Alternatives Worth Considering
Prospeo
If the core issue with DMG is opacity, Prospeo solves it directly. Fully self-serve with transparent credit-based pricing starting at ~$0.01 per email, plus a free tier of 75 verified emails per month so you can test quality on your actual target accounts before spending anything. The database covers 300M+ professional profiles with 98% email accuracy, and data refreshes every 7 days - not monthly. The 5-step verification process includes catch-all handling, spam-trap removal, and honeypot filtering, which is why customers like Snyk saw bounce rates drop from 35-40% to under 5%. No contracts, no sales calls, no quote requests.

Apollo.io

Skip this if you need best-in-class email accuracy - Apollo's strength is combining prospecting with outreach sequencing in one platform, not data purity. Their database is positioned at 275M+ contacts, and paid plans run $49-$119/user/month with transparent pricing on their site. Good for teams wanting an all-in-one workflow, but we've seen higher bounce rates compared to verification-first platforms (see email bounce rate benchmarks).
UpLead
UpLead starts at $99/month. It's a straightforward, self-serve option with transparent entry pricing, and it's often compared against contract-based platforms for teams that want simpler buying. Worth a look if your list sizes are modest and you don't need intent data or enrichment APIs.
Bottom Line
DMG may work for teams comfortable with quote-based purchasing and limited public validation. But the review integrity issues, pricing opacity, contradictory database claims, and lack of independent accuracy benchmarks are real concerns when you're evaluating any B2B data provider. For teams that want to verify data quality before committing budget, start with a platform that offers a free tier, transparent pricing, and independently measurable accuracy - don't take a vendor's word for it when you can test the data yourself.
If you're comparing vendors side-by-side, it can also help to start from a broader shortlist of sales prospecting databases and B2B company data providers.
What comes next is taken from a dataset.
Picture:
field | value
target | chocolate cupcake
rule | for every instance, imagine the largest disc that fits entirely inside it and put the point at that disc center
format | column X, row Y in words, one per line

One real review across six platforms. No public pricing. Inconsistent database size claims. You deserve better signals before committing budget. Prospeo gives you transparent pricing at ~$0.01/email, 300M+ profiles refreshed every 7 days, and a free tier so you can audit quality before you spend a dollar.
Transparent pricing, verifiable accuracy, zero guesswork.
FAQ
Does Data Marketers Group offer a free trial?
DMG doesn't advertise a free trial or free tier on its website. You'll need to contact their sales team for a custom quote. By contrast, Prospeo offers 75 free verified emails per month with no credit card required, letting you test accuracy on real prospects before spending.
How accurate is Data Marketers Group's data?
DMG self-reports 90-95% deliverability, but no third-party audit or independent benchmark supports that claim. Without published bounce-rate data or case studies, there's no way to verify it before buying a list.
What does Data Marketers Group charge per lead?
DMG's blog references $0.10-$0.50 per lead as a general market range for curated B2B lists, but actual pricing requires a custom quote. Transparent alternatives like BIGDBM publish rates upfront at $0.04-$0.07 per match.
Why are there so few reviews of Data Marketers Group?
Despite claiming 600+ startup clients and a 125M-record database, DMG has just one verified, on-topic review across six major platforms as of 2026. Yelp also flags their listing for suspicious review activity - an unusual signal for a company of this reported size.